Cameroun: Candidatures des chefs traditionnels - Il faudra du consensus

Les représentants du commandement traditionnel aux élections régionales sont désignés sur la base d'arrangements parfois difficiles à trouver.

Le département du Noun est probablement l'un des viviers du commandement traditionnel dans la région de l'Ouest. 18 chefs de 2e degré et 180 chefs de 3e degré, sous l'autorité traditionnelle du sultan des Bamoun, seul chef de 1er degré. C'est dans ce paysage qu'ont été investis, lundi dernier, les trois représentants du commandement traditionnel de ce département aux régionales. Il s'agit de Nganjü Vessah Ibrahim, chef supérieur du groupement Njinka, Nji Taname Njankouo Samuel Salvador, chef supérieur du groupement Mambain, Nji Mewouo Nsangou Mama, chef supérieur du groupement Koupare. Comment en sont-ils arrivés là ? Les parties prenantes à ce processus d'investiture parlent de «consensus retrouvé après quelques jours de tractations ».
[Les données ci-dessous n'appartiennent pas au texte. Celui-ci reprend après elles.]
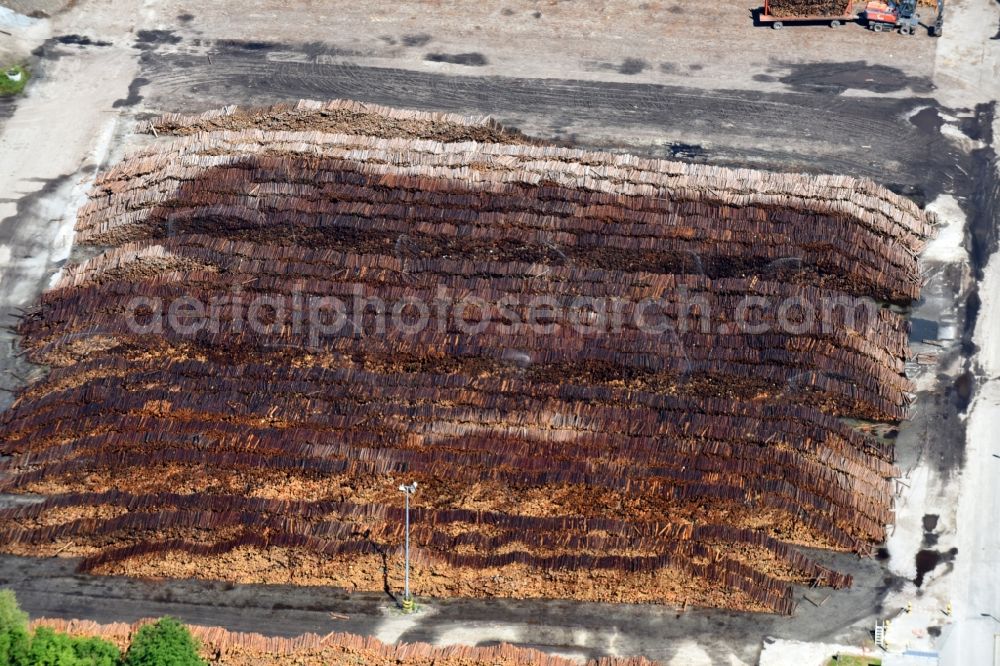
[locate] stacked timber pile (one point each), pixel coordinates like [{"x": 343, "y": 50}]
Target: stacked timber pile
[
  {"x": 613, "y": 378},
  {"x": 230, "y": 648},
  {"x": 790, "y": 8}
]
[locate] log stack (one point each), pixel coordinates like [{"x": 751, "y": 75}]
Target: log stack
[{"x": 668, "y": 455}]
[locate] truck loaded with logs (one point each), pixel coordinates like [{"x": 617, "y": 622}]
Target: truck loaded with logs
[{"x": 879, "y": 15}]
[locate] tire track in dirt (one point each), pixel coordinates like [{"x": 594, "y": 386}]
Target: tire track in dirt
[{"x": 864, "y": 136}]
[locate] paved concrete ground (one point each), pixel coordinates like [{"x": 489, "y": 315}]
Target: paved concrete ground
[{"x": 914, "y": 113}]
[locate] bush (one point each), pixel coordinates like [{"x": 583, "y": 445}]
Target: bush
[
  {"x": 165, "y": 643},
  {"x": 51, "y": 649},
  {"x": 14, "y": 640},
  {"x": 96, "y": 652}
]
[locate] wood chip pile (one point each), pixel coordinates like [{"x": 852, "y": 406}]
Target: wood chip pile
[
  {"x": 601, "y": 452},
  {"x": 229, "y": 648},
  {"x": 791, "y": 8}
]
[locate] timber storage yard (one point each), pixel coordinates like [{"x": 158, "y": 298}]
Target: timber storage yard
[{"x": 680, "y": 347}]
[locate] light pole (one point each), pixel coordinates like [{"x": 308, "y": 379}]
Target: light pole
[{"x": 407, "y": 601}]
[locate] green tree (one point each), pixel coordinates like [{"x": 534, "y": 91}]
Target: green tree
[
  {"x": 165, "y": 643},
  {"x": 14, "y": 641}
]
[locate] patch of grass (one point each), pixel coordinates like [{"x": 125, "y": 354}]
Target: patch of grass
[
  {"x": 13, "y": 79},
  {"x": 853, "y": 660}
]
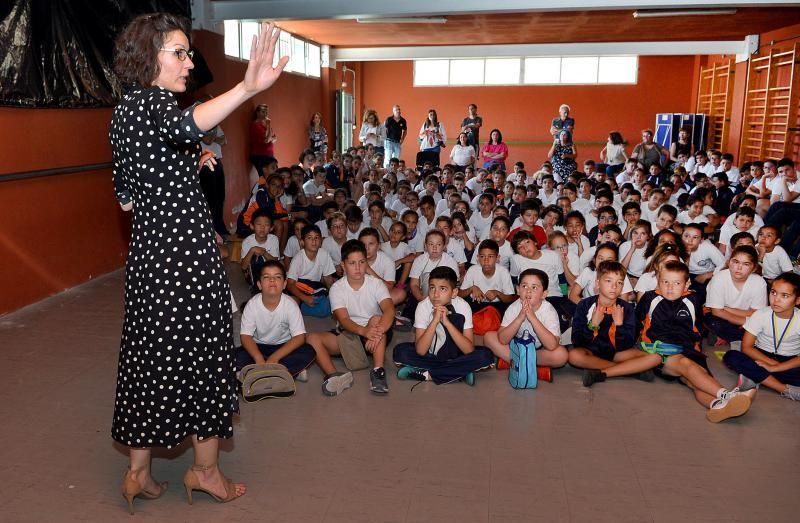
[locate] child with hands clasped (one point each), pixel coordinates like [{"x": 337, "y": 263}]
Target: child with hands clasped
[
  {"x": 443, "y": 350},
  {"x": 604, "y": 332},
  {"x": 669, "y": 318},
  {"x": 531, "y": 313},
  {"x": 770, "y": 353}
]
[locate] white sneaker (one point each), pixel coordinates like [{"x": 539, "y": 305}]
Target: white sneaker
[
  {"x": 336, "y": 383},
  {"x": 730, "y": 404}
]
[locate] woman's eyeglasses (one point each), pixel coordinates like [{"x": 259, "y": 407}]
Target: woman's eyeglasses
[{"x": 180, "y": 53}]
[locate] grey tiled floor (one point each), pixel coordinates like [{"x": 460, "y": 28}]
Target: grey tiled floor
[{"x": 622, "y": 451}]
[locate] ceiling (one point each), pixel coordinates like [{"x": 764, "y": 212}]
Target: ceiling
[{"x": 546, "y": 27}]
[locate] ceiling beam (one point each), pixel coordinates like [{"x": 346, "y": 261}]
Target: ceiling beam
[
  {"x": 348, "y": 9},
  {"x": 369, "y": 54}
]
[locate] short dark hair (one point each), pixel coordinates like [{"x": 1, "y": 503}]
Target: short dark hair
[
  {"x": 792, "y": 279},
  {"x": 489, "y": 244},
  {"x": 369, "y": 231},
  {"x": 444, "y": 273},
  {"x": 351, "y": 246},
  {"x": 137, "y": 46},
  {"x": 611, "y": 267},
  {"x": 308, "y": 229},
  {"x": 676, "y": 266},
  {"x": 535, "y": 273}
]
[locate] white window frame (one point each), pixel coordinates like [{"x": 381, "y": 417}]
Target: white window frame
[
  {"x": 522, "y": 81},
  {"x": 308, "y": 46}
]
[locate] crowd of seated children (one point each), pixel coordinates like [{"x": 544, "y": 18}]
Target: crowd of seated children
[{"x": 549, "y": 257}]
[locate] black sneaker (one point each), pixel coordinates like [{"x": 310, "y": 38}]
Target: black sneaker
[
  {"x": 592, "y": 376},
  {"x": 377, "y": 381}
]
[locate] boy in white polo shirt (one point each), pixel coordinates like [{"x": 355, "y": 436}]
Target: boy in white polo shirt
[
  {"x": 364, "y": 310},
  {"x": 273, "y": 332},
  {"x": 487, "y": 284}
]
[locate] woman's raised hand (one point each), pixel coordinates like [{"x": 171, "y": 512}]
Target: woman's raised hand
[{"x": 260, "y": 74}]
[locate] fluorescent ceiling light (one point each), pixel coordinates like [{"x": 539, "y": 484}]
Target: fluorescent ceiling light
[
  {"x": 683, "y": 12},
  {"x": 412, "y": 20}
]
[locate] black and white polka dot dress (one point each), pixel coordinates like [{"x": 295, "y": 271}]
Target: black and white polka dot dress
[{"x": 176, "y": 366}]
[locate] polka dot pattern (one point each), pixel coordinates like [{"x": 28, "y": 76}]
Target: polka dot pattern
[{"x": 176, "y": 365}]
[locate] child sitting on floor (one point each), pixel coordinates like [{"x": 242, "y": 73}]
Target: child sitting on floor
[
  {"x": 772, "y": 257},
  {"x": 533, "y": 314},
  {"x": 487, "y": 283},
  {"x": 364, "y": 311},
  {"x": 770, "y": 353},
  {"x": 273, "y": 332},
  {"x": 258, "y": 247},
  {"x": 604, "y": 332},
  {"x": 669, "y": 319},
  {"x": 733, "y": 294},
  {"x": 444, "y": 350}
]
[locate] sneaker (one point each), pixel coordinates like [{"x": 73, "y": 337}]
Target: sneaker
[
  {"x": 469, "y": 379},
  {"x": 791, "y": 392},
  {"x": 411, "y": 373},
  {"x": 592, "y": 376},
  {"x": 731, "y": 405},
  {"x": 744, "y": 383},
  {"x": 544, "y": 374},
  {"x": 336, "y": 383},
  {"x": 377, "y": 381}
]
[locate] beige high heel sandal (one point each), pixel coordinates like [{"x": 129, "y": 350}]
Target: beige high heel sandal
[
  {"x": 131, "y": 488},
  {"x": 191, "y": 483}
]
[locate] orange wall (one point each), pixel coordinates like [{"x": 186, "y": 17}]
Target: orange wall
[
  {"x": 523, "y": 113},
  {"x": 60, "y": 231},
  {"x": 782, "y": 40}
]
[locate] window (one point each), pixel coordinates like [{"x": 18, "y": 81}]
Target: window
[
  {"x": 231, "y": 37},
  {"x": 312, "y": 60},
  {"x": 539, "y": 70},
  {"x": 466, "y": 72},
  {"x": 579, "y": 70},
  {"x": 304, "y": 57},
  {"x": 248, "y": 31},
  {"x": 618, "y": 70},
  {"x": 431, "y": 72},
  {"x": 502, "y": 71}
]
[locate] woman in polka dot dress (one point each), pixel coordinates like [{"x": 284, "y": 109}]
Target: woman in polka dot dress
[{"x": 176, "y": 377}]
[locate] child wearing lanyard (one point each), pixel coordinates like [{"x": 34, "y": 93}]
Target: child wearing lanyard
[{"x": 770, "y": 353}]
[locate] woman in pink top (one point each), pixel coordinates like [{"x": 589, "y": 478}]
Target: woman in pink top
[{"x": 495, "y": 151}]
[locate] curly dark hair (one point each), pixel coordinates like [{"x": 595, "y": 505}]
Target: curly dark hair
[{"x": 136, "y": 47}]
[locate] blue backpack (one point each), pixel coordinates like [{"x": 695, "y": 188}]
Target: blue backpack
[{"x": 522, "y": 373}]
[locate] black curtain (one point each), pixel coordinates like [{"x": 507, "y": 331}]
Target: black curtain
[{"x": 58, "y": 53}]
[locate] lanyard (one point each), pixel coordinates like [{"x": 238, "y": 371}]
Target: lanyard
[{"x": 785, "y": 329}]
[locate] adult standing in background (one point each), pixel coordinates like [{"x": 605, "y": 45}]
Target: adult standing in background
[
  {"x": 262, "y": 139},
  {"x": 471, "y": 126},
  {"x": 562, "y": 154},
  {"x": 431, "y": 139},
  {"x": 318, "y": 136},
  {"x": 562, "y": 122},
  {"x": 649, "y": 152},
  {"x": 372, "y": 132},
  {"x": 212, "y": 178},
  {"x": 462, "y": 155},
  {"x": 396, "y": 130},
  {"x": 495, "y": 151},
  {"x": 176, "y": 364}
]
Si dans le Noun cela a semblé évident, dans la Lékié, l'équation paraît bien plus complexe. En effet, avec ses deux chefs de 1er degré, 30 chefs de 2e degré et plus de 400 chefs de 3e degré, le département ne dispose que de deux sièges au conseil régional. S.M Jean Marie Mama, chef de 1er degré dans ce département et sénateur (donc inéligible) n'en exprime pas moins un grand embarras. « Nous travaillons dans la recherche du consensus. Ce qui n'est pas évident, au regard du nombre de prétendants. Or, nous devons tout faire pour nous entendre. Car, autant nous évitons le vote lors de la désignation des chefs traditionnels, autant nous ne devons pas ouvrir une telle compétition à cette occasion », confie-t-il. Une réunion de concertation est d'ailleurs prévue ce mercredi pour constituer la liste. Celle-ci sera dictée par quelques critères dont les plus importants sont les capacités intellectuelles et la maîtrise de la fonction de délégué régional. D'ores et déjà, au moins 12 prétendants sont enregistrés. « Ce qui est difficile, c'est que nous n'avons pas d'instance d'arbitrage contrairement aux formations politiques. Nous sommes donc condamnés à nous entendre entre nous », reconnaît S.M Jean Marie Mama.

Le Mfoundi avec ses cinq chefs de 2e degré et environ 300 chefs de 3e degré, attend également sa rencontre de recherche de consensus. Pour S.M Firmin Jean Benoît Etundi Atanga, chef de 2e degré du groupement Yanda, tous les esprits sont ouverts pour une représentation remarquable de l'autorité traditionnelle du département au conseil régional. Il faudra donc trouver la bonne formule pour choisir les deux chefs traditionnels du Mfoundi aux élections du 6 décembre prochain. Dans la Sanaga-Maritime-Nord, « le choix soit davantage porté sur des chefs capables de défendre les intérêts socio-économiques de la communauté », indique S.M. Imoma Imoma Bassong, chef de 2e degré du canton Babimbi.

Le commandement traditionnel est donc en compétition avant la lettre. S'il lui revient de définir des critères pour assurer sa représentativité, il est surtout confronté à l'épreuve du respect des dispositions du Code électoral. Il s'agit notamment de la composante sociologique et du genre, en plus de savoir lire et écrire l'une des deux langues officielles du Cameroun.